Background technology
The synthetic technology synthetic method of D-HPG is roughly divided two classes, and a class is biological synthesis process, and another kind of is chemical synthesis.Chemical synthesis is to produce the D-HPG main method at present owing to the advantage at aspects such as raw material, cost, production cycle and maturation process.The domestic and international consistent DL-HPG that tends to earlier synthetic racemization of chemical synthesis, and then split and obtain D-HPG, have about the method for synthesizing the DL-D-pHPG both at home and abroad: (1) Strerker amino acid synthesis method, namely generate hydroxyl-alpha-amino group benzyl cyanide with p-Hydroxybenzaldehyde and prussiate effect, acidic hydrolysis generates target compound then, this method technology is ripe, but use the prussiate of expensive p-Hydroxybenzaldehyde and severe toxicity, environmental requirement is very high, progressively is eliminated.(2) with oxoethanoic acid and phenol effect, generate parahydroxymandelic acid, the ammonia solution generates target compound again, and this method needs high-speed stirring, aftertreatment complexity in condensation reaction.(3) with oxoethanoic acid, urea and the right-hydroxybenzene glycolylurea of phenol effect generation, be hydrolyzed again target compound, this method raw material is easy to get, and is inexpensive, but long reaction time, and yield is not high yet.(4) oxoethanoic acid-phenol-ammonium salt one-step synthesis it be the domestic and international novel process of exploitation in recent years, make oxoethanoic acid, phenol and ammonium salt effect, single stage method is synthesized the DL-D-pHPG, this method raw material is easy to get, low price, yield reaches as high as 61.0%, but a large amount of ammonia nitrogens, strong acid and phenols wastewater in producing be difficult to handle.
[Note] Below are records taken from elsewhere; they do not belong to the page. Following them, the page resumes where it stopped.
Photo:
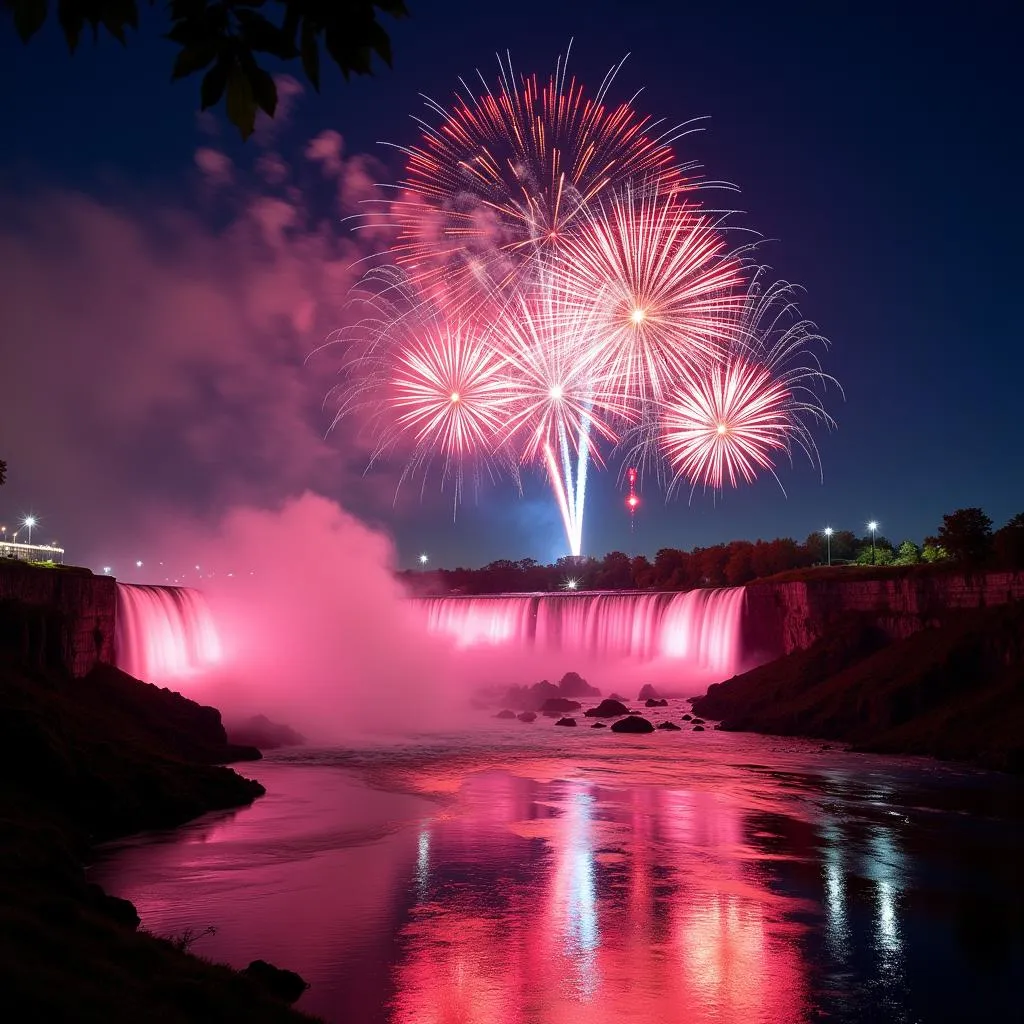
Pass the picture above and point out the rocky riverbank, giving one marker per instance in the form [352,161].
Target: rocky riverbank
[953,690]
[85,760]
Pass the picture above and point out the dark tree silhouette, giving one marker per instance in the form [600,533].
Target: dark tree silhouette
[1009,543]
[223,38]
[967,536]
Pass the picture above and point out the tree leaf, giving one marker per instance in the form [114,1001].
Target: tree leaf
[194,58]
[29,17]
[241,101]
[310,54]
[214,81]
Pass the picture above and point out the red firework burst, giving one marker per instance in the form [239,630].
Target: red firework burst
[726,423]
[506,172]
[451,394]
[660,284]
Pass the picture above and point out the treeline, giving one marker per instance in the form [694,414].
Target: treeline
[965,538]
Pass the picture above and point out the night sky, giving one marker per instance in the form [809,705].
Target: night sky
[159,300]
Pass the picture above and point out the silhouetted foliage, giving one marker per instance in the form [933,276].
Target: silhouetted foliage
[967,535]
[222,38]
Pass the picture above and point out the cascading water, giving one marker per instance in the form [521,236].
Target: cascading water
[164,633]
[700,627]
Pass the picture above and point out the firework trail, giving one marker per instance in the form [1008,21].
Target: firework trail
[499,178]
[735,416]
[555,287]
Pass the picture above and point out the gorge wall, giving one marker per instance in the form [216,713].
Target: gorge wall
[781,617]
[64,616]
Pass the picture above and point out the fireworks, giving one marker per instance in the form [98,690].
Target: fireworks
[554,289]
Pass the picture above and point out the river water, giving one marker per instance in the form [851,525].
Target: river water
[529,873]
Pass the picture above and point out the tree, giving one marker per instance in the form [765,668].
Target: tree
[967,535]
[907,554]
[223,38]
[1008,542]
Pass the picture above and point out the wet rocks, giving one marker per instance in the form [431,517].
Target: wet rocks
[559,706]
[632,724]
[607,709]
[282,984]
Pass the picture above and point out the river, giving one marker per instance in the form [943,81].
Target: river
[525,873]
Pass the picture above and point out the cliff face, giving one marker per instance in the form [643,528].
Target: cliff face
[786,616]
[67,616]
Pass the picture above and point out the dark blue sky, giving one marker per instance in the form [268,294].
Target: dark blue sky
[880,152]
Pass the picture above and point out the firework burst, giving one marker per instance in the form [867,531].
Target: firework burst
[500,178]
[733,417]
[660,285]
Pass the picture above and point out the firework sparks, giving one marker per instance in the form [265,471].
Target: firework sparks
[732,418]
[503,175]
[555,288]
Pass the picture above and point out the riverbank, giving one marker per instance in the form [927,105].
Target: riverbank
[82,761]
[953,690]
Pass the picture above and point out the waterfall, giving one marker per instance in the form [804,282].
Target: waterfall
[164,633]
[701,627]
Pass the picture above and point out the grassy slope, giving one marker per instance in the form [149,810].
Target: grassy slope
[94,758]
[954,691]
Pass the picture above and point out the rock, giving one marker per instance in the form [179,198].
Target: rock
[559,706]
[284,985]
[607,709]
[259,731]
[573,685]
[632,724]
[121,911]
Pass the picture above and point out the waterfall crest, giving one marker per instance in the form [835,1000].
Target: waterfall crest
[164,633]
[701,627]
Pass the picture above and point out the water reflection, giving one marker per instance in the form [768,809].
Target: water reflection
[557,889]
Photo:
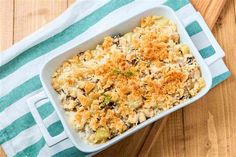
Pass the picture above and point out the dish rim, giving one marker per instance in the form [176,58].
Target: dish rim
[139,126]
The present invention has overcome above-mentioned shortcoming, and through the synthetic DL-D-pHPG that obtains of one kettle way, its quality index can satisfy the resolution process requirement.Have the easily separated recovery of by product 4-nitrophthalic acid, excessive oxoethanoic acid and phase-transfer catalyst are easy to recovery of applied, and wastewater flow rate is easily handled less.
Summary of the invention
1, ingredient proportion: 29% oxoethanoic acid: phenol: 4-nitro phthalic imidine: dodecyl benzyl dimethyl ammonium chloride: water=100: 30: 60: 6: 24 (weight ratio).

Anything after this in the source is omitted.